Thursday 26 September 2013

Our Man in New York - tweets from Richard Horton

I thought these tweets from Richard Horton, Editor of the Lancet were so fantastic that I am collecting them and putting them here. If you do not know, this week is UN week in New York City where the General Assembly, Social Good Summit, and Clinton Global Initiative among other meetings are all happening. It is where the powerful, wealth, and famous are all converging to talk about how to improve global health. Richard has an insider view.

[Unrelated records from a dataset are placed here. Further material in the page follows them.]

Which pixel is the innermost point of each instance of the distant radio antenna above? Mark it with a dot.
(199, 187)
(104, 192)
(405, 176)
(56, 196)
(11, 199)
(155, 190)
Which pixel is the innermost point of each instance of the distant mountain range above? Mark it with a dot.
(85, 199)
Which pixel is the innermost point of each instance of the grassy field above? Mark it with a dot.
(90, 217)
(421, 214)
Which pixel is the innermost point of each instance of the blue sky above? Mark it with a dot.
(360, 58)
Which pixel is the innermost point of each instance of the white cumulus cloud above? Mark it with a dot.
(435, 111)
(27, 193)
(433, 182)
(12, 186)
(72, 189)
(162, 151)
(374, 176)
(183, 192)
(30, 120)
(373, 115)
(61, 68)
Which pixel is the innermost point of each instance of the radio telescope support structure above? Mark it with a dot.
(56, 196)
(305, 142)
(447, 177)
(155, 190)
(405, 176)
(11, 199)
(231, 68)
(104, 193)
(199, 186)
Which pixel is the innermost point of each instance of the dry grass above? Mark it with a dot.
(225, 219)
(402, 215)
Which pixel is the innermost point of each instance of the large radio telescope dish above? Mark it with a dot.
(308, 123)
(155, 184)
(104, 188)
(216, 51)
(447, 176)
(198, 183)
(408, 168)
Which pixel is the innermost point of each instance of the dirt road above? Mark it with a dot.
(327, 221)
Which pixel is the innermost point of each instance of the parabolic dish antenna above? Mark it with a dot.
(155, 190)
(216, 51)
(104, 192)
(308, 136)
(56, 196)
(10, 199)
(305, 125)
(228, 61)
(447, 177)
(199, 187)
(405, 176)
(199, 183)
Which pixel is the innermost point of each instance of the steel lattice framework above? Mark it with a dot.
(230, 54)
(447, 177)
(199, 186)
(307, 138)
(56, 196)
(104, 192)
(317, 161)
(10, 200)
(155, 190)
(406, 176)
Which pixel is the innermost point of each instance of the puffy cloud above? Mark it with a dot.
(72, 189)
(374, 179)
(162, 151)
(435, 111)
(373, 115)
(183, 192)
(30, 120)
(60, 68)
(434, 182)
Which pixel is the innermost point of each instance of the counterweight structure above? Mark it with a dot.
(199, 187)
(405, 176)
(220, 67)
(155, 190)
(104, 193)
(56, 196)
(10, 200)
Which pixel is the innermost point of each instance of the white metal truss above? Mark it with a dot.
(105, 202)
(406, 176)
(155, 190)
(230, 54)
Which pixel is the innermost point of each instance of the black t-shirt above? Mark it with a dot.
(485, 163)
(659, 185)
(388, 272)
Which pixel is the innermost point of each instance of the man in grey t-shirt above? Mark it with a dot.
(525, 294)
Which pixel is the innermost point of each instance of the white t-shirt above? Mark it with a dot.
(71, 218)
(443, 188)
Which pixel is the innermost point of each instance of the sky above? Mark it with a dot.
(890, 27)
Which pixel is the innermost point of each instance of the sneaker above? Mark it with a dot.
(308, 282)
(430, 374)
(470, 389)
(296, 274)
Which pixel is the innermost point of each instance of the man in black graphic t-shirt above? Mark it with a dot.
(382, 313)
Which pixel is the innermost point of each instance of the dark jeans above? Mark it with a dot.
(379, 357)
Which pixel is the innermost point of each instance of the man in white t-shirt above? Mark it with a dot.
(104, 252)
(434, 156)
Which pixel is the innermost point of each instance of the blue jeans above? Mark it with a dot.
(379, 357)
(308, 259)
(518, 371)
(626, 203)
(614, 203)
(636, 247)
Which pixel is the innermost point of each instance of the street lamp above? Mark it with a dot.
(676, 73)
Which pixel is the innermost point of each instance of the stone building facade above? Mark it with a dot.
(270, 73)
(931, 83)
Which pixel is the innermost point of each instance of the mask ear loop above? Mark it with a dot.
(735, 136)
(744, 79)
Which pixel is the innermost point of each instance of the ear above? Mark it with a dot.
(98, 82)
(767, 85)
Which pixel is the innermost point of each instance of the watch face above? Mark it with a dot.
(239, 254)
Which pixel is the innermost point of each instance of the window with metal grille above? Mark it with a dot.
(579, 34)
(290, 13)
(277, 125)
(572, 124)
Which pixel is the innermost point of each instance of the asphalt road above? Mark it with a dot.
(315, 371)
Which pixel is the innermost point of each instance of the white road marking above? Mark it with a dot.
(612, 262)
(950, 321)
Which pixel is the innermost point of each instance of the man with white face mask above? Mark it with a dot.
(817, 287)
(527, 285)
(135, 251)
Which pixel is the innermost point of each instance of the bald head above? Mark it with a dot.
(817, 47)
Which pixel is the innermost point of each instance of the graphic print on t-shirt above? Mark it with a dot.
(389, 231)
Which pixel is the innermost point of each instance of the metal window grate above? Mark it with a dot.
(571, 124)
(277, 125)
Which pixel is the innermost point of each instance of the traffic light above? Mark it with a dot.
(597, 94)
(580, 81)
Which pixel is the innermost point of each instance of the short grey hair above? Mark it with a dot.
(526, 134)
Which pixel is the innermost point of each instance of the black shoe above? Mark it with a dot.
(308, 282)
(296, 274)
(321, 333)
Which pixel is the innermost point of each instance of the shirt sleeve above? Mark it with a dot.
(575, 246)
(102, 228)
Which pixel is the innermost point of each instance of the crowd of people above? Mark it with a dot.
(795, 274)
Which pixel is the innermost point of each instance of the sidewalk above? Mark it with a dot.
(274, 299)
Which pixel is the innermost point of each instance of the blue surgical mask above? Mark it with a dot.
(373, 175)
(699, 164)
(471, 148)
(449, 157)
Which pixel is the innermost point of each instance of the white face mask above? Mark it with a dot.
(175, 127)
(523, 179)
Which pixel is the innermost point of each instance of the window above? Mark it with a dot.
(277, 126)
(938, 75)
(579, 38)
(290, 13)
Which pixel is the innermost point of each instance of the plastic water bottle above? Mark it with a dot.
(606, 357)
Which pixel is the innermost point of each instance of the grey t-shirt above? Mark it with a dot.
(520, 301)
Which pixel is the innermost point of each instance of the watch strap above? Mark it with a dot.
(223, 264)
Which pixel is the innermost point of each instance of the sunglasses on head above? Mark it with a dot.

10 lessons from the UNGA. 1. The voice of civil society is shut out of serious discussion, and when present is only lip gloss. 2. Nobody here takes equity seriously. 3. The scientific community has made a massive, and largely unrecognised, contribution to global health policymaking. 4. Innovation, innovation, innovation, innovation, innovation...the most meaningless word in the lexicon of global health. 5. Nobody wants to talk about the 22 million women who have to endure an unsafe abortion every year. 6. Too many people on panels want to flirt with fame or superficially amuse rather than offer serious proposals for advancing health. 7. When people talk about greater private sector engagement they are warmly applauded, but nobody really knows what they mean. 8. You will never hear these two words: sexual rights. 9. Everybody wants "quick wins" and "low-hanging fruit": which shows how short-term thinking will never solve the deep inequities that kill. 10. Global health is paralysed by its silos: NCDs, RMNCH, HIV, NTDs, TB, malaria—they live in serene and deliberate ignorance of one another Two favourite UNGA quotes. 1. Joy Phumaphi: "The biggest gaps in global health are those between intent and action, and action and results." 2. Michel SidibĂ©: "The global health architecture is obsolete."